ATF3 promotes cell motility. (A,B) MCF10CA1a cells stably expressing control (shCtrl) or ATF3 (shATF3) shRNA were analyzed by the Boyden chamber migration assay in the presence or absence of 2.5 ng/ml TGFβ (A; *P<0.05, derived from three experiments). ATF3 protein levels were determined by immunoblot (B; a representative of three experiments). (C) MCF10CA1a cells ectopically expressing SMAD3 were transfected with control siRNAs (−) or siRNAs to knockdown ATF3 (+) for 72 hours, followed by a cell motility assay. Migration of cells without ectopic expression of SMAD3 was arbitrarily defined as 1 (*P<0.05). (D) As in C, except that ATF3-expressing cells were used and SMAD2/3 was knocked down (*P<0.05).

Fig. 4.

ATF3 enhances EMT. (A) Stable derivatives of MCF10CA1a cells with ATF3 knockdown (shATF3), ectopic expression of ATF3 or vector control (Vec) were photographed under a light microscope (at ×200 magnification). (B) Cells as indicated in A were analyzed by immunoblot for the indicated proteins. N-cad, N-cadherin; E-cad, E-cadherin; FN, fibronectin; Vim, vimentin. (C) Stable derivatives of MCF7 cells with ectopic expression of ATF3 or vector control (Vec) were photographed under a light microscope (at ×200 magnification). (D) Cells as indicated in C were analyzed by immunoblot for the indicated proteins. All results in this figure are representatives of at least three independent experiments.

Fig. 5.

ATF3 enhances cancer-initiating cell features. (A,B) Stable derivatives of MCF10CA1a cells with ATF3 knockdown (shATF3), ectopic expression of ATF3 or vector control (Vec) were analyzed by FACS for the CD24 and CD44 surface markers. A shows representative images and B the quantitation from eight repeated experiments (*P<0.05). Numbers in A indicate the percentage of the CD24^low–CD44^high population. (C–E) The indicated cells were seeded to form mammospheres and analyzed for mammosphere forming efficiency (C; *P<0.05, from four experiments), size (D; *P<0.05, from four experiments) and representative phase-contrast images (E). For C, only mammospheres with a diameter ≥70 μm were counted and the number of mammospheres derived from vector control cells was arbitrarily defined as 1 (*P<0.05, from four experiments).
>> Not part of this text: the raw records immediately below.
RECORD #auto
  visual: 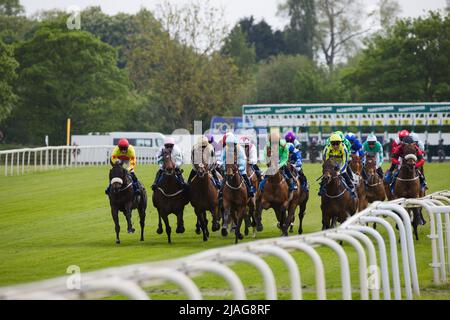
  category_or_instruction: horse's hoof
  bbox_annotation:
[176,226,186,233]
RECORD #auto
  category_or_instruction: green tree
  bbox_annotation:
[343,12,450,102]
[6,24,133,144]
[0,0,25,16]
[0,40,18,122]
[278,0,317,59]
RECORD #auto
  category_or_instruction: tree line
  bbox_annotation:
[0,0,450,145]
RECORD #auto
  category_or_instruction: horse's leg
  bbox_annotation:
[111,208,120,244]
[175,208,186,233]
[161,213,172,243]
[156,209,163,234]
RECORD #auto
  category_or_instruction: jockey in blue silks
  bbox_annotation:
[287,143,309,192]
[345,132,364,158]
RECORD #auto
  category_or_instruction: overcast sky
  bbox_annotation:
[21,0,447,29]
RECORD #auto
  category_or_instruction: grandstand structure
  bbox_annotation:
[242,102,450,144]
Scale bars: 40 μm in E. (F) Mammospheres derived from the indicated cells were analyzed for their IL6 mRNA levels by qRT-PCR. Standardized signal from vector control cells was arbitrarily defined as 1 (*P<0.05, from four experiments).

Fig. 6.

Knockdown of twist reduces the ability of ATF3 to enhance cancer-initiating cell features. Stable derivatives of MCF10CA1a cells with ectopic expression of ATF3 or vector control (Vec) were transfected with control (siCtrl) or twist (siTwist) siRNAs for 72 hours before being analyzed by immunoblot using the indicated antibodies (A), by FACS for the CD24 and CD44 surface markers (B) and for mammosphere formation (C). Only mammospheres with a diameter ≥70 μm were counted. A shows a representative image and B and C show the quantitation from three independent experiments (*P<0.05). For both panels, the number derived from vector control cells with control siRNA knockdown was arbitrarily defined as 1.